Dub. In the bra. Dub in the bra.
U dropped me off n it hit me, i made it inside for exactly shit thirty on the nose, another minute n i would of had brown trowsers
i asked him how he could stand the smell of skunk. his answer was "it smells like good weed"...
This kid is drunk.
I hope by "this kid" you mean yourself and not some child you have kidnapped and gotten wasted.
Restaurants Roasting People Who Gave Them Negative Yelp Reviews (25 Pics)
I'm graduating. Then you'll never see me again.
We better fuck soon then
A good ear swabbing is more orgasmic than sex with him
Just saw a porn entitled "Nad Biter". Redheads are now forever out of the picture.
Actually considered writing down one of the numbers on the bathroom stall.
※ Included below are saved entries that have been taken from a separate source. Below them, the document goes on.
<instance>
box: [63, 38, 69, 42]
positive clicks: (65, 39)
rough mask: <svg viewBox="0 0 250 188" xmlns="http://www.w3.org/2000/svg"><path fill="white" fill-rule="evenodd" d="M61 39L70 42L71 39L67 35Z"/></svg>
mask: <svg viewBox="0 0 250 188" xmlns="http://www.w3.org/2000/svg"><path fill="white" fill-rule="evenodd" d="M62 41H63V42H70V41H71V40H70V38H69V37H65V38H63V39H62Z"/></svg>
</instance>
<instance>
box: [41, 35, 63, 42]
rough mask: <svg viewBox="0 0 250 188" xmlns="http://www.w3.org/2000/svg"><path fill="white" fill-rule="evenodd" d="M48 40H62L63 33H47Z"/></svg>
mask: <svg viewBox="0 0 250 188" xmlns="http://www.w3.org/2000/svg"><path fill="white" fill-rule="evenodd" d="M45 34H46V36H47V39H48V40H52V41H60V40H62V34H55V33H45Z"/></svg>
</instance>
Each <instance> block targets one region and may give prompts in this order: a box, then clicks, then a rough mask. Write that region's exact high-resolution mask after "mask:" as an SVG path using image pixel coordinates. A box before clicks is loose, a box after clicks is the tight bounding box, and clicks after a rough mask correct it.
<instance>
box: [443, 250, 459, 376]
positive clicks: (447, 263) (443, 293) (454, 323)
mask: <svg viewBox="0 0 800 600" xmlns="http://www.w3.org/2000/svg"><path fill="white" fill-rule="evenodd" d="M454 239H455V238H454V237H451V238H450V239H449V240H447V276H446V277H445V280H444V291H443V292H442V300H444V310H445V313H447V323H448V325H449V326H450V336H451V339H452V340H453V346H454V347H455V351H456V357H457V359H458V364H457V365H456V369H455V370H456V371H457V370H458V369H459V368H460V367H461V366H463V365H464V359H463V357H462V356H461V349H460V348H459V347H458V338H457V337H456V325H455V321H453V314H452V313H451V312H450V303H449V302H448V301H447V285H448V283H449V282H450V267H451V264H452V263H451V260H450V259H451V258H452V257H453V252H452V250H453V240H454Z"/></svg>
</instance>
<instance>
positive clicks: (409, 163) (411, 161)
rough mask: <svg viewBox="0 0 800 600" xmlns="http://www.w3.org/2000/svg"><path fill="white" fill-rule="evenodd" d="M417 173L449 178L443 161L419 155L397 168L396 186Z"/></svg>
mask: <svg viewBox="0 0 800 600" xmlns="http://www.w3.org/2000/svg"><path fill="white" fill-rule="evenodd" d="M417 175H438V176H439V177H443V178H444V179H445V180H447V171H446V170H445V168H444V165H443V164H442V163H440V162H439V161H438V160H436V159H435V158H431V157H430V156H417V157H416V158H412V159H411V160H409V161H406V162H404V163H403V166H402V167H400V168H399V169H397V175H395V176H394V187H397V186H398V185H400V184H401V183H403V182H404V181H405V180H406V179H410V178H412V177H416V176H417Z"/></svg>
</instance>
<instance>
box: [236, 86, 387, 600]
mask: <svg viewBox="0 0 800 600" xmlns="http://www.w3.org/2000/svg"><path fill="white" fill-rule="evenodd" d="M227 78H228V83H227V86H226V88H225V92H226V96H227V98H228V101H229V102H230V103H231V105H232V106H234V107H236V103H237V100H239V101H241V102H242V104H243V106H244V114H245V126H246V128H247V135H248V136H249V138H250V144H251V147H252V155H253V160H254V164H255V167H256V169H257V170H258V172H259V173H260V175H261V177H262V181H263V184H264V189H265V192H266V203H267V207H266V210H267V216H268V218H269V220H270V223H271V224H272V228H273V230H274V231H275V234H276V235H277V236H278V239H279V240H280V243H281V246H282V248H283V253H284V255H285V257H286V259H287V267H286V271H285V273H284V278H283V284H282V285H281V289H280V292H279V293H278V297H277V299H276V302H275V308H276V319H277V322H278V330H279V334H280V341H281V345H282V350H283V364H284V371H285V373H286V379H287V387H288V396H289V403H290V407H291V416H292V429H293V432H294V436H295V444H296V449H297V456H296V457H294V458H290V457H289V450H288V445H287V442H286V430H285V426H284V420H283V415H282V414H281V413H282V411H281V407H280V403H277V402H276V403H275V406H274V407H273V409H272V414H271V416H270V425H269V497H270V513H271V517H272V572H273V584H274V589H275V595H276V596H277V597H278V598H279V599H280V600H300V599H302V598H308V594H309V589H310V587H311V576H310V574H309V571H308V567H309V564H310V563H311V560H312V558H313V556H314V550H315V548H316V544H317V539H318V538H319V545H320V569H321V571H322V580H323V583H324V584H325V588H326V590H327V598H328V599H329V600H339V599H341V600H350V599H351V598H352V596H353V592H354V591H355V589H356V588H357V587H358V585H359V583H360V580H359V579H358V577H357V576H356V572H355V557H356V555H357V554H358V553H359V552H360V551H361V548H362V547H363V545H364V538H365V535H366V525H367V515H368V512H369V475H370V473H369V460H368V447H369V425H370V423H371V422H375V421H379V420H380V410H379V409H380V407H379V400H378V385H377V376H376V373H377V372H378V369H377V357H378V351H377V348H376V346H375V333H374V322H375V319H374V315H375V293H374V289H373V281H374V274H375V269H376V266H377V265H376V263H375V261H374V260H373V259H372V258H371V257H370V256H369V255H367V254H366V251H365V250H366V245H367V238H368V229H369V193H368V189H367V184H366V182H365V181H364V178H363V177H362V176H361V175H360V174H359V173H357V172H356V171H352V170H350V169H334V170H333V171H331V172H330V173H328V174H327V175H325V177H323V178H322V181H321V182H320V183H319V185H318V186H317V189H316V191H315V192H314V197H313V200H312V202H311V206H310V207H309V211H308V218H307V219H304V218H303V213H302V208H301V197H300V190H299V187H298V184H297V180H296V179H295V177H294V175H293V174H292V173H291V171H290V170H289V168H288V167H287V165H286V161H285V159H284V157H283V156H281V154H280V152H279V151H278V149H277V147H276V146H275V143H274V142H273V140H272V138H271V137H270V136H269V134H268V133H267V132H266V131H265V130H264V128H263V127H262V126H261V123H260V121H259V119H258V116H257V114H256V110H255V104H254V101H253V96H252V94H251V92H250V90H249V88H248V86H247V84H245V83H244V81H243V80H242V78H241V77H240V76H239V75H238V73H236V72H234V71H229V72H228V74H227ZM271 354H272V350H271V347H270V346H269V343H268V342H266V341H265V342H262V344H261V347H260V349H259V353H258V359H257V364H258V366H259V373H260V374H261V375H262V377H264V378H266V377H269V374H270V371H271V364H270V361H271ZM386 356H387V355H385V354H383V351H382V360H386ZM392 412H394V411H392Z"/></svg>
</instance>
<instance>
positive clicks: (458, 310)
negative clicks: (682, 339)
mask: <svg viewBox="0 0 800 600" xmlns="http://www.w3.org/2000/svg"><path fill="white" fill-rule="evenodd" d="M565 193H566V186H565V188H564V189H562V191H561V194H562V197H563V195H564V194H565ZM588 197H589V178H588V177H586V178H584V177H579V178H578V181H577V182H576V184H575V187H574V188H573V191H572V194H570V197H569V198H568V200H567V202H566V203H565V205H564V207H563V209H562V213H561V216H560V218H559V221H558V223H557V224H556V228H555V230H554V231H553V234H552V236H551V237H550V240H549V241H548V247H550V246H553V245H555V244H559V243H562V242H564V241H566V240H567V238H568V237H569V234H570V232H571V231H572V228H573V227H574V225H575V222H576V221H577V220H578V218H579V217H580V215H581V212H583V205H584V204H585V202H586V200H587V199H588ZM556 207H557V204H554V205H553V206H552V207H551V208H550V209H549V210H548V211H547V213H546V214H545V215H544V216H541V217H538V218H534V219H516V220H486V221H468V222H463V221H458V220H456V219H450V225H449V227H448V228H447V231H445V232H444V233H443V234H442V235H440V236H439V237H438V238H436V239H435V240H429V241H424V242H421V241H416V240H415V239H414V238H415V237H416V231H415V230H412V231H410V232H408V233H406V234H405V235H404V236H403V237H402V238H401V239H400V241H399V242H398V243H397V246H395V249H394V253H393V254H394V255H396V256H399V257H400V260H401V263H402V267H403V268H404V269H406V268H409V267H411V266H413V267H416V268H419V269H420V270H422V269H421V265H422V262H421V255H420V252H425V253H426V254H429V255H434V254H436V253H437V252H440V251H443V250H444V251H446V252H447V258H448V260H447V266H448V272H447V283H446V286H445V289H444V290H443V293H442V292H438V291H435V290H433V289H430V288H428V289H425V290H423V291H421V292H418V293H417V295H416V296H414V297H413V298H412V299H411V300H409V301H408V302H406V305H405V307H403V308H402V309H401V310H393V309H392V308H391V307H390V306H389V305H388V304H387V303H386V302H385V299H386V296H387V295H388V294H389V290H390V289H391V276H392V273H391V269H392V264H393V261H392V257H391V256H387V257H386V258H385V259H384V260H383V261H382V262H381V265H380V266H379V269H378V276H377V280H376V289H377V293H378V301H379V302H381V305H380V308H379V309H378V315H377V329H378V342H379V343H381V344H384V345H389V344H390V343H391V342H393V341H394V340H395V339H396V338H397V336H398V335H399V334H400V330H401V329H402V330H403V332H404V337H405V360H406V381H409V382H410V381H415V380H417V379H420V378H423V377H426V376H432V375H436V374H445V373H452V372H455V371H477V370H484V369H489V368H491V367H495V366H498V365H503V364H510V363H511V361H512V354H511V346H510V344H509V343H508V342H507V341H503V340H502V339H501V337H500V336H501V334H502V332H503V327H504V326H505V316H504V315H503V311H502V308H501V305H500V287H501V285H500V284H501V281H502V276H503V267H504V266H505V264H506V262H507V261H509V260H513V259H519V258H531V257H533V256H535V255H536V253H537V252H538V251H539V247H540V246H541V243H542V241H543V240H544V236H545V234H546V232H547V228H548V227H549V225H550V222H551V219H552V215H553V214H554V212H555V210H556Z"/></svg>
That's how much I miss vagina.
I'm sick of being broke. I had vicodin and frosting for lunch.
Woman Posts Harassing DMs From Creep Online, Now He’s Upset Because People Told His Mom
You're such an expert partier. I feel like 22-year-old recent graduates should have to intern with you.
I'm a pro at the other 9-5
I just want you and your enormous dick to be my fucking rebound so we can move on with our lives
We are so drunk half our team had to bowl with a chaperone. We won every game. We drink
I'm waiting for your stupid pizza and this 400 lb drunk man is behind me singing the acapella version of Elevation by U2
It's official cum is not a great leave in conditioner
It's a shame I've been hooking up with him for 6 months and he still doesn't know my real name.